According to Schmidt Automotive Research, the British company (owned by Tata) sold over 25,000 plug-ins in 18 European markets, which is about a quarter of its volume. However, it's not enough to meet the CO2 emission requirements - or at least not optimum from a profitability standpoint.
"Despite almost all manufacturers being bullish on CO2 targets this year, it is noteworthy that Jaguar Land Rover (JLR) under the shadow of the semiconductor shortage have likely concluded that they are more willing to derail their CO2 compliance targets in order to help their underlying profits from their higher emitting profitable models than sacrifice these in order to meet their compliance targets.
JLR which is classified as a niche manufacturer has a derogation target of just 131.8g/km rather than the fleet weight-based average 95g/km (NEDC) target for volume manufacturers."
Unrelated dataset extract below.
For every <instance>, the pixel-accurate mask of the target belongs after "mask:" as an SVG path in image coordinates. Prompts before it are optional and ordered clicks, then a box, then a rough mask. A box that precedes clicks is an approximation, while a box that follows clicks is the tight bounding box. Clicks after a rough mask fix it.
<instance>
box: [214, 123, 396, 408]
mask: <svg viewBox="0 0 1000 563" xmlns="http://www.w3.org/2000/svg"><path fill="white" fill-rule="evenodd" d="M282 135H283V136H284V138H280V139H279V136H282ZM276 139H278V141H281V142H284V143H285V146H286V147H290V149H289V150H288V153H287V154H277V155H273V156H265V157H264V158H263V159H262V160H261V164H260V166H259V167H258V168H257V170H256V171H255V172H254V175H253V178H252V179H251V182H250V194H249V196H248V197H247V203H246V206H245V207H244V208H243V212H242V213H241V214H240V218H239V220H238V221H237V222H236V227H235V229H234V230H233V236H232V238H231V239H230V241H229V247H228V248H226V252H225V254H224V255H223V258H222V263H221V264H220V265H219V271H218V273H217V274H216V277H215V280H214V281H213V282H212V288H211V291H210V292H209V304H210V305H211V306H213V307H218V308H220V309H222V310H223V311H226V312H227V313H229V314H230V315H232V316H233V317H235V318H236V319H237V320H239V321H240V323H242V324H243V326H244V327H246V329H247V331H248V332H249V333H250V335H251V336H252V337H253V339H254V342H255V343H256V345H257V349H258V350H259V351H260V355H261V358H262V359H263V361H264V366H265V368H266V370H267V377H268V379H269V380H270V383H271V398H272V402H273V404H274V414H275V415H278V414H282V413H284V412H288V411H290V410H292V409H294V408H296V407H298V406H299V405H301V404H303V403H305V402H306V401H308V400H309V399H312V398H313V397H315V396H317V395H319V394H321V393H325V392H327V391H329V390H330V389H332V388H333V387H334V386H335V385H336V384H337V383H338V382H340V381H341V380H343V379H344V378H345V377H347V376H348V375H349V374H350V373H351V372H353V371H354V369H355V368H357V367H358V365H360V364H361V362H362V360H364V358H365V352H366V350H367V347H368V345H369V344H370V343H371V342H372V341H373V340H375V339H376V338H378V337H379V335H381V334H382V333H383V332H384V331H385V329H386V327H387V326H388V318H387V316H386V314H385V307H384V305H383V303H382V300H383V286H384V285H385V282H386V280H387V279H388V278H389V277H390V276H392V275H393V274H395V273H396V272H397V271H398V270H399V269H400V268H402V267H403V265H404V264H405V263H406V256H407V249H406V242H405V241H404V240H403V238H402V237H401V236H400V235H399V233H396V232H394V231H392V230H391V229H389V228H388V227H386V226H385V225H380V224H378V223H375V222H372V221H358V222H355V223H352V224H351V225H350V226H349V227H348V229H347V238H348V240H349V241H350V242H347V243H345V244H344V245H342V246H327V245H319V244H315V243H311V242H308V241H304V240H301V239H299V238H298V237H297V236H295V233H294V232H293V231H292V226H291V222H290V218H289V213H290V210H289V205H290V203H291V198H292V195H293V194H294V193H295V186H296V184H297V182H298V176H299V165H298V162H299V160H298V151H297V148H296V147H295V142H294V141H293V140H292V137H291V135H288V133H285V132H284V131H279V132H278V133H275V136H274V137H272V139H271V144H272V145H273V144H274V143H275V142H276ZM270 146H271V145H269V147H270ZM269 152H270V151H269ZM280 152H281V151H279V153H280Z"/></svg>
The company currently offers only one all-electric model - Jaguar I-PACE, and close to 10 plug-in hybrid versions of other models.
Tesla reports that during the first three quarters of 2021 it noted some $1.15 billion in revenues from regulatory credits (globally). A year ago at this point it was $1.18 billion (in big part thanks to a deal with FCA, which now is part of Stellantis).
That's a substantial amount cash that over just a few years can translate into one new plant.
The other CO2 pooling groups for 2021 are:
- Renault-Nissan-Mitsubishi Alliance (including Dacia, Mitsubishi, Nissan, Renault, Alpine brands)
- Volvo and Polestar
- Volkswagen Group + SAIC, MG
We assume that Volvo and Polestar are positive and waiting for someone who needs CO2 credits to join the party.